In a letter to Lt. Gov. Brad Little, Otter said that he signed Senate Bill 1200 – the school budget bill – along with 48 other bills on Tuesday.
The school appropriation is the largest budget in Idaho, representing about 47 percent of state general fund spending. The $1.308 billion budget funds schools at $28.5 million more than the current year, representing a 2.2 percent increase.
Even with the spending increase, the budget incudes about $110 million less in funding than the 2009 budget provided.
For several weeks, Senate Republicans argued over the school budget and the proper controls for the education and budget committees. The battle flared up March 27 when the Senate killed the original school budget, extending the legislative session by about a week.
The following week, lawmakers and officials struck a deal that resurrected the same bottom-line budget after they introduced a companion policy bill.
Highlights of the budget include:
- Raising minimum teacher salaries to $31,000, up from $30,500.
- Increasing discretionary spending by 1.5 percent, up to $20,000 per support unit.
- Earmarking $11.3 million to unfreeze two years of experience on the state teachers’ salary table.
- Setting aside more than $4.8 million to hire more math and science to meet new standards.
- Providing $21 million in one-time money for merit pay and allowing districts to use 40 percent of the money for professional development for Common Core standards.
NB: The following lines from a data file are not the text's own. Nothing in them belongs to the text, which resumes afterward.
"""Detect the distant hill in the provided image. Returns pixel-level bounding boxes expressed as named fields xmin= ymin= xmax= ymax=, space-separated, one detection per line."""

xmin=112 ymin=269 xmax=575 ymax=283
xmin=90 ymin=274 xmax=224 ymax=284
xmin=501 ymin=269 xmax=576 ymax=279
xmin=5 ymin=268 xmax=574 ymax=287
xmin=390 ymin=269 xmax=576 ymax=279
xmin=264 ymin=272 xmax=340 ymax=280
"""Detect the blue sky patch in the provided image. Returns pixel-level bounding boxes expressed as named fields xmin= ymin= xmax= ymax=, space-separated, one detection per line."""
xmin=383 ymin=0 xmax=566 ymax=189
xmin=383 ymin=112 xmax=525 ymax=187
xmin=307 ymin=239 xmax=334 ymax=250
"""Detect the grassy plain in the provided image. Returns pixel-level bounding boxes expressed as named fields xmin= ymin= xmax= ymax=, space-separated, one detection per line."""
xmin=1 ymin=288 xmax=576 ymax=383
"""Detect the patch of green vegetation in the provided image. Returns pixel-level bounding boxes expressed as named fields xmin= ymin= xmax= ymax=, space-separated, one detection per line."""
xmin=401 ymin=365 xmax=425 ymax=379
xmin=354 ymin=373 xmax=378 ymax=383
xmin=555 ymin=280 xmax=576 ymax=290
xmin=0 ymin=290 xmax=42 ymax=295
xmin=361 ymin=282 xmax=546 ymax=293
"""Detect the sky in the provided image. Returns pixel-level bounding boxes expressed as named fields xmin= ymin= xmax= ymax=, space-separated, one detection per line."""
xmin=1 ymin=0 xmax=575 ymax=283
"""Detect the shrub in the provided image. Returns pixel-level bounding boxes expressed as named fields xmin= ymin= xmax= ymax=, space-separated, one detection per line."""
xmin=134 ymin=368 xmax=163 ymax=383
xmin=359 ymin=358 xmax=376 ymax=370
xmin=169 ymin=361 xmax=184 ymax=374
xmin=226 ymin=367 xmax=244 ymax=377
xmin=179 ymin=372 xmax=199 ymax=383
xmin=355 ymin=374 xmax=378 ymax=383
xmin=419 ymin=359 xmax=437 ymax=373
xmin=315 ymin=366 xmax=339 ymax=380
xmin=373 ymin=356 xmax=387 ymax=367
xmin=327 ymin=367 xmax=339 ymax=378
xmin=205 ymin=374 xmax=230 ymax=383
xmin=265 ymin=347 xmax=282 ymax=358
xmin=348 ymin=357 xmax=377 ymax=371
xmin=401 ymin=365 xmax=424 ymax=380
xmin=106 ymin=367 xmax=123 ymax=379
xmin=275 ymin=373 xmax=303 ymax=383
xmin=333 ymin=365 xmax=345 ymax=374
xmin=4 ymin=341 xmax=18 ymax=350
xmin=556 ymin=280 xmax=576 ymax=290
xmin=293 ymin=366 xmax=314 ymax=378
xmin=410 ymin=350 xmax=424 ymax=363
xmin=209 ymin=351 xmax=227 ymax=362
Even though the Legislature adjourned for the year April 4, the lawmaking process continues with Otter until next week. The governor is given 10 days after adjournment to act on legislation approved by lawmakers.
Otter’s spokesman, Jon Hanian, said the 10-day timeframe excludes Sundays and the timer starts counting down when bills are received and time-stamped in Otter’s office. That gives Otter until April 17 to consider all legislation passed during the session, Hanian said.
Once a bill arrives on Otter’s desk, the governor may chose to sign it into law, veto it or allow it to pass into law without his signature.
Otter was in Jerome on Wednesday presiding over Capitol for a Day ceremonies and was not expected to sign any additional legislation. However, Hanian indicated Otter would likely set pen to paper again on Thursday to work through the remaining stack of legislation awaiting his attention.